# I Just Joined.



## Srossics (Nov 12, 2016)

Well, I just joined this site. First things first: I have been _trying_ to write for several years at this point with noting to show for it yet. I've tried to write for several genres like fantasy, horror, and science fiction, but nothing has ever stuck with me.

Aside from waiting for that one story that will stick, here's other info you might find relevant, or that you should know about me:

I'm a gamer
I seldom read books, but can get heavily invested when I like them
I'm currently in college as a freshmen (hoping to be an architect one day)
I watch _a lot _of YouTube, especially let's plays from various people.
I'm asexual

And that about sums me up.


----------



## Carly Berg (Nov 13, 2016)

Welcome, Srossics.


----------



## jenthepen (Nov 13, 2016)

Hi Srossics and welcome. :hi:

This is a wonderful place for finding friends, inspiration and helpful support for your writing. It's a big site so take a look around and get a feel for the place. It's a good idea to read some of the stories and poems that other members have written and check out the competition threads and author interviews. You will begin to feel at home this way and you'll also find that we have a wide range of talent and lots of different interests all represented here.

Once you feel comfortable, please add a comment or two whenever you find a thread that interests you and, once you have made ten posts, more forums will open up for you and you'll be able to add an avatar and signature to your profile.

Have fun and I'd be pleased to help with any questions you have. 

jen


----------



## Srossics (Nov 13, 2016)

Thanks for the welcome.


----------



## Thaumiel (Nov 13, 2016)

Yo.
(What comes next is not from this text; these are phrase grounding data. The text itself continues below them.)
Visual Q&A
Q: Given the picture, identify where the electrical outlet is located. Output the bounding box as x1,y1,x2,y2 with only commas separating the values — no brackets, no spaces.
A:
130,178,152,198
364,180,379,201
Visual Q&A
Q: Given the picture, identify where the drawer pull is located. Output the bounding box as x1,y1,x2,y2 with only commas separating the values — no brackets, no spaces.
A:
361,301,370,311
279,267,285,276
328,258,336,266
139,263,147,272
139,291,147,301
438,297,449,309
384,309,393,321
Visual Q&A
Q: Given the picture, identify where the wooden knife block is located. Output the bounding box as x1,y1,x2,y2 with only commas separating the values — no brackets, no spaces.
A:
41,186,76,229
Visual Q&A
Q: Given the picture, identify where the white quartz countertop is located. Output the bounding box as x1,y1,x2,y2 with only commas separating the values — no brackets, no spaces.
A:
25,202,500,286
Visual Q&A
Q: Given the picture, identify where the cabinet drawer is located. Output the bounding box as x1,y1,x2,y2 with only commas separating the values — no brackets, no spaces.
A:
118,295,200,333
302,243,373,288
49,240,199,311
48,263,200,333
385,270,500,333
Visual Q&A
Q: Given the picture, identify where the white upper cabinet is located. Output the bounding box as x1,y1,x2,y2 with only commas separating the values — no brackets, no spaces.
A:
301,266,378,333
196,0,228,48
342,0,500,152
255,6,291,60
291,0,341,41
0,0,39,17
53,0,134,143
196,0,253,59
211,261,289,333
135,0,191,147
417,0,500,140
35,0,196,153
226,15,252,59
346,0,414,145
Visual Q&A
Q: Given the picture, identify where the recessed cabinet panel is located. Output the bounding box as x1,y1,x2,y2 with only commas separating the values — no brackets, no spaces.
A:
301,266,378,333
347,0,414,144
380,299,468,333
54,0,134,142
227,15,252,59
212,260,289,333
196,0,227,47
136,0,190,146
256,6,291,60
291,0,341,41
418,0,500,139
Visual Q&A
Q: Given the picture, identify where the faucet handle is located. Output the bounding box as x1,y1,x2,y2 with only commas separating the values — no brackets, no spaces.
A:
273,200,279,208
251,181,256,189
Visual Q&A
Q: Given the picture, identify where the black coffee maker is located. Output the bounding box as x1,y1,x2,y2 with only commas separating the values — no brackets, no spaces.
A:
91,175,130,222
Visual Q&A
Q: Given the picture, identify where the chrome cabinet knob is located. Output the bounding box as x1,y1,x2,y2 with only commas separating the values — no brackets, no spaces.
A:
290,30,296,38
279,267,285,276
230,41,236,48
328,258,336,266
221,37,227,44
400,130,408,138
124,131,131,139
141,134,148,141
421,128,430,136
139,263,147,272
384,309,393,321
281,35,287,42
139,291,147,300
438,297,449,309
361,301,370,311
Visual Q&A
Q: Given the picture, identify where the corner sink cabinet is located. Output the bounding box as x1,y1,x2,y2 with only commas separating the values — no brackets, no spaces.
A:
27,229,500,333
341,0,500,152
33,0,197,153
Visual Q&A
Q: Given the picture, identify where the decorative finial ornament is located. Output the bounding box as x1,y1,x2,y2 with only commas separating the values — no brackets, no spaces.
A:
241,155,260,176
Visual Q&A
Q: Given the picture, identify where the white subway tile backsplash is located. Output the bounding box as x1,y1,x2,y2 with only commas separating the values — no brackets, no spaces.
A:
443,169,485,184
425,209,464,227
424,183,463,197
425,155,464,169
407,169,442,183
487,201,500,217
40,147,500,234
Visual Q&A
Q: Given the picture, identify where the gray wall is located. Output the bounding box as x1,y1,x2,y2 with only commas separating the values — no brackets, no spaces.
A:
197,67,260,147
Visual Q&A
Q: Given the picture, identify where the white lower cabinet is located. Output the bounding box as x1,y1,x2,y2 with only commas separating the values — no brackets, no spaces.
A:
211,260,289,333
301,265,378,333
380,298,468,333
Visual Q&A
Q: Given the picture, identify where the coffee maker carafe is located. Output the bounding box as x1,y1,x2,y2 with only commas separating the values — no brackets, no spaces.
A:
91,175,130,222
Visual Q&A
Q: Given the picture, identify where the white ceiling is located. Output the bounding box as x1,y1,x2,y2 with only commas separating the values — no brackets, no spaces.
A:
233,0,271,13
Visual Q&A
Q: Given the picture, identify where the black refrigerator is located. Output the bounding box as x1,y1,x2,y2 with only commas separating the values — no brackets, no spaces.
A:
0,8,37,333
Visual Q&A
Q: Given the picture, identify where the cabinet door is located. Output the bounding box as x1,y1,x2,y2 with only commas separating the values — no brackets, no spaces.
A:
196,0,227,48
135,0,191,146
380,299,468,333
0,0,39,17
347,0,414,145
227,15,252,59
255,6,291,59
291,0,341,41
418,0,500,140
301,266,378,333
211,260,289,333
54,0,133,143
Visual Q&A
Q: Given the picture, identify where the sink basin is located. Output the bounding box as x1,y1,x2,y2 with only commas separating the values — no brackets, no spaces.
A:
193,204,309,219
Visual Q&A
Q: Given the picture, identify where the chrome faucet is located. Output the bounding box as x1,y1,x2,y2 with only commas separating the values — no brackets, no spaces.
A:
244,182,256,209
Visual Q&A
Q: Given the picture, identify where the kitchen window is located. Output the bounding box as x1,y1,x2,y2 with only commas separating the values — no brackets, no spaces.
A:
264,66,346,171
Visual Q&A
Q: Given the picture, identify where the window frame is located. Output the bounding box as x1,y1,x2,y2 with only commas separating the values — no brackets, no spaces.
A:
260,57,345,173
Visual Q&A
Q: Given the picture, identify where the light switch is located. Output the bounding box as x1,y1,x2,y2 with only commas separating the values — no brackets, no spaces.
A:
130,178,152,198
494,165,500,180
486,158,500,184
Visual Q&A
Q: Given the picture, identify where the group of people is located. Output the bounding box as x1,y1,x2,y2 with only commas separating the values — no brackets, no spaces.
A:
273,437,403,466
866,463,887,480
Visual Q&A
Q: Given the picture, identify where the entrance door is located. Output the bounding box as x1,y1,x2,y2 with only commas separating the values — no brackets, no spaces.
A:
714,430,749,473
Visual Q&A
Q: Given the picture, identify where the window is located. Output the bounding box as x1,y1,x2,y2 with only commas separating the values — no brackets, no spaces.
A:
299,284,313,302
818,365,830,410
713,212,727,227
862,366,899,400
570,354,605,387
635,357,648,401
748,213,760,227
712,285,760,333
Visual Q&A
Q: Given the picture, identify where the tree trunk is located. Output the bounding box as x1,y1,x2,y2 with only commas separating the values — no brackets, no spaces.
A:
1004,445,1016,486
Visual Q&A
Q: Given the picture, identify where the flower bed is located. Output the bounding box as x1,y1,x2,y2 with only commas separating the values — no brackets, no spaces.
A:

Like jen said, go post. Since this is a creative forum commenting on other people's work is a good way to build your post count and get people to recognise you. Plus it's likely to get more people to comment on your own work.:thumbr:


----------



## Firemajic (Nov 16, 2016)

Srossics said:


> Well, I just joined this site. First things first: I have been _trying_ to write for several years at this point with noting to show for it yet. I've tried to write for several genres like fantasy, horror, and science fiction, but nothing has ever stuck with me.
> 
> Aside from waiting for that one story that will stick, here's other info you might find relevant, or that you should know about me:
> 
> ...





Hummmm, quite a dastardly dilemma.... writing, but not being able to stick with it... ouch... well, here is a suggestion... try one of the writing challenges, That will FORCE you to concentrate... sound good? Try it, it might work...  Welcome, roll up your sleeves and dazzzzzle us...see you around...


----------



## John_O (Nov 22, 2016)

Welcome to the group.


----------



## The Fantastical (Nov 23, 2016)

Welcome! The water is fine and there are a limited amout of dragons that bit! Mostly the just drool at you and make inappropriate suggestions about how to cook you, stew, jam, pie... pie seems like a popular option... :icon_cheesygrin: :tongue:


----------



## Bard_Daniel (Nov 24, 2016)

Welcome to the forum!

Don't forget to check out our Writing Contests and Prompts and our Mentor Directory.

Cheers!


----------